The other college savings account option is a Coverdale ESA. I don’t know as much about these. They have similar benefits to the 529 plans, but you should research more about them to decide whether and ESA is a better option. Here is a good article on the differences between ESA and 529 accounts.
There is another option to consider. If you are not now maxing out IRA accounts for you and your partner. Consider using this as a college savings tool. You get the benefit of using the principal for tuition of immediate family members and all the tax benefits of the IRA account. On top of that, the money is not at risk if your child decides not to continue their education.
A combination of these three options is what you will end up with most likely. Start small with your contributions and build up where you can.
Give to Others
With our global population exploding at an exponential rate, the need for volunteers donating time and money grows as well. Consider your skills and look for opportunities to use these to help others. I am starting to look into Habitat for Humanity. I have acquired many construction related skills over three home renovations, and now I would love to share those skills with others.
My wife and I also put away a certain amount of money each month in a charity category. We use this throughout the year as opportunities to give arise.
Think about places that you may give help. It is not always in the form of money. Your time and skills are more valuable than you know.
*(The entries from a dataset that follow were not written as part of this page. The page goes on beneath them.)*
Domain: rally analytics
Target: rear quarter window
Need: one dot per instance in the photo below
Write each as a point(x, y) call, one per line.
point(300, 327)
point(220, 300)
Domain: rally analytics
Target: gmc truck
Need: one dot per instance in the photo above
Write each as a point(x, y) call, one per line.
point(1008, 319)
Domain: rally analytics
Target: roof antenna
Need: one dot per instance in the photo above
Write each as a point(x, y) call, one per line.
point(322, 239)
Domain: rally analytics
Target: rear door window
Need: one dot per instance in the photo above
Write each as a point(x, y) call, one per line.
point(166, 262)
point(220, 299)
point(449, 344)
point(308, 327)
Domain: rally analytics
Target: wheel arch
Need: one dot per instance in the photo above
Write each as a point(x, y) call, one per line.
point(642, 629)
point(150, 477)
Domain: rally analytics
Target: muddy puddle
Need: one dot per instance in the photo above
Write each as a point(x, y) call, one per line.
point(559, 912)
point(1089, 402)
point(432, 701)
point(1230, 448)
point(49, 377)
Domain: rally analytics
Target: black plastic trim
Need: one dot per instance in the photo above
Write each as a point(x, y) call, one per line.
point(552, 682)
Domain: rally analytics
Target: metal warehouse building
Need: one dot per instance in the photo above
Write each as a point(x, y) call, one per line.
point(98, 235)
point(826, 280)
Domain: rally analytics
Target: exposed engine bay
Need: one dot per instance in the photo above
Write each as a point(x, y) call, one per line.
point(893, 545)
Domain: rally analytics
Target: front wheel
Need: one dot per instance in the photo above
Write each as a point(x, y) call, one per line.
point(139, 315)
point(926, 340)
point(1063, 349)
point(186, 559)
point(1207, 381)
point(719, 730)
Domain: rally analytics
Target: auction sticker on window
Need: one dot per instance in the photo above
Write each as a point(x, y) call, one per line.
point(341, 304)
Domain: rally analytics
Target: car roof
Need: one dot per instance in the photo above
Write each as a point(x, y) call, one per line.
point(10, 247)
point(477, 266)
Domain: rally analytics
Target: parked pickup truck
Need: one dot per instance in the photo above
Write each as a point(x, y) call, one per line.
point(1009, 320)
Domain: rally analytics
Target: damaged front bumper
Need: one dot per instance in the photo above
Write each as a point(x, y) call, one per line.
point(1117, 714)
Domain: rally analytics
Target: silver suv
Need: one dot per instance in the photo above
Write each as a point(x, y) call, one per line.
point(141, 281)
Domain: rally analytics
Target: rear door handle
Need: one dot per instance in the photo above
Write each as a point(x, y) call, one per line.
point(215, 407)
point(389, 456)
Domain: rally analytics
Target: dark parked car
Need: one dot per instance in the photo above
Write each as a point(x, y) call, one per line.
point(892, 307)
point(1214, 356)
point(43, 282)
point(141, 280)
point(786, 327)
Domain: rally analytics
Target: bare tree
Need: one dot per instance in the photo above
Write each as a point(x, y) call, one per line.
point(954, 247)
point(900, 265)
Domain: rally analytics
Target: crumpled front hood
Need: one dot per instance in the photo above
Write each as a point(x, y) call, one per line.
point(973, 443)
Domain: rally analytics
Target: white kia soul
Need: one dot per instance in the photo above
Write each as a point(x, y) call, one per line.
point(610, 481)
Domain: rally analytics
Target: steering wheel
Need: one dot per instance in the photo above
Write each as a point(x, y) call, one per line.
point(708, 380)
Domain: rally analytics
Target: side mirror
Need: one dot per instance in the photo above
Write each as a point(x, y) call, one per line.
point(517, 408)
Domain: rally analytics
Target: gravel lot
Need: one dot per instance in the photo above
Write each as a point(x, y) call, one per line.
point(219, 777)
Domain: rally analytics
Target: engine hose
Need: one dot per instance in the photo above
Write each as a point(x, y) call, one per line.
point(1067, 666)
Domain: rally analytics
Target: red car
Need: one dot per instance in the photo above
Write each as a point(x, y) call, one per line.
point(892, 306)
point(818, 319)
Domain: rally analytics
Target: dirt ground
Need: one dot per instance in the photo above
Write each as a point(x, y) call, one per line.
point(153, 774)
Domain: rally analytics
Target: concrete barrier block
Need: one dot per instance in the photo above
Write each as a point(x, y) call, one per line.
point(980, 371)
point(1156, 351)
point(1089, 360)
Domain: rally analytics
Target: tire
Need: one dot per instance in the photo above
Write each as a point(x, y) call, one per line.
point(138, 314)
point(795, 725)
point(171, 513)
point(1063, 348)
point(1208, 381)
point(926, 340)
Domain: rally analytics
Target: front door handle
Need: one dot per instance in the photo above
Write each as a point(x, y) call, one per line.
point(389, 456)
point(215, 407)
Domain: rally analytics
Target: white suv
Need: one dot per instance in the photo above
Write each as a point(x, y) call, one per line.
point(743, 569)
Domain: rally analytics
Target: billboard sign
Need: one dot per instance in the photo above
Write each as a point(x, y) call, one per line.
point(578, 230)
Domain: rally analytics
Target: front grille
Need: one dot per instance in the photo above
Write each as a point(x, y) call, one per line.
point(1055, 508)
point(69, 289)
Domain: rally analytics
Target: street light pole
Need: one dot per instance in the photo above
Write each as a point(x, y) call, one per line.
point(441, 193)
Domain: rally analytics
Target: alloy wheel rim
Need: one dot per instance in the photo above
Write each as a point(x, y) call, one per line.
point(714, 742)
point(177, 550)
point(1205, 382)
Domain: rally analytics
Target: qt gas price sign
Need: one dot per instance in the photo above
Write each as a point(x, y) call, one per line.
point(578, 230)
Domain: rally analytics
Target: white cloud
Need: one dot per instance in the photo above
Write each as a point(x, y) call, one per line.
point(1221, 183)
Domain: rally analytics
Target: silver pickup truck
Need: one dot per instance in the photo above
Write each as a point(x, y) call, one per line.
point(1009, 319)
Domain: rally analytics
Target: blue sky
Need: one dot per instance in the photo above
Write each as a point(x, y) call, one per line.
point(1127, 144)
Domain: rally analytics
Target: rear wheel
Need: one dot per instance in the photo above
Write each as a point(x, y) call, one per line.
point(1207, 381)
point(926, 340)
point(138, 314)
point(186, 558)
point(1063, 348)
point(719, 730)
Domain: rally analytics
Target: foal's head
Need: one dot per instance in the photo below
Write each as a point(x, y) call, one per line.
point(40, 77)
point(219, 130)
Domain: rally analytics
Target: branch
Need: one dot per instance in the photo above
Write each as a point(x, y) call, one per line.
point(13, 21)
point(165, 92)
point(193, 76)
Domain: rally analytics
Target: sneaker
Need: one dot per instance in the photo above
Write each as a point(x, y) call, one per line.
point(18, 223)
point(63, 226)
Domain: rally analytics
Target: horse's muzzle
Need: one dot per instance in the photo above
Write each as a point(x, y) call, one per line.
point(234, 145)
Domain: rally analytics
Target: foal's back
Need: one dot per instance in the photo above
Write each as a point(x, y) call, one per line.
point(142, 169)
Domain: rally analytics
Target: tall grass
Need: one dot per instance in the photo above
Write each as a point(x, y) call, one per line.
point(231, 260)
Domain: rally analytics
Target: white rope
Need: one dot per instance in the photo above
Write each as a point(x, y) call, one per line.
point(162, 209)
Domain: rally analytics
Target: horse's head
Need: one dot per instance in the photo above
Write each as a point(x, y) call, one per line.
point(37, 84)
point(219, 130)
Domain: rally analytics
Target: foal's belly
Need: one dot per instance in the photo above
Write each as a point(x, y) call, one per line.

In a nutshell these two articles sum up my current philosophy on personal finance. Through the years I have adapted and modified as I learn more. I am a simple person and I like my finances that way. I do not want to think about money, so I do everything I can to decrease the amount of time I spend on it.
Over the last 6 years my wife and I have made great strides to a secure financial future for ourselves and that of our children. We are continually trying to improve our process. We have gone from a family worth -$19,000 to just over $250,000 in 6 years. We live on a single income and have 3 children. I am a firm believer that your financial success heavily depends on your financial habits and not solely on the income you make. Learn how to live on $40,000 a year and you will live like a king on $100,000.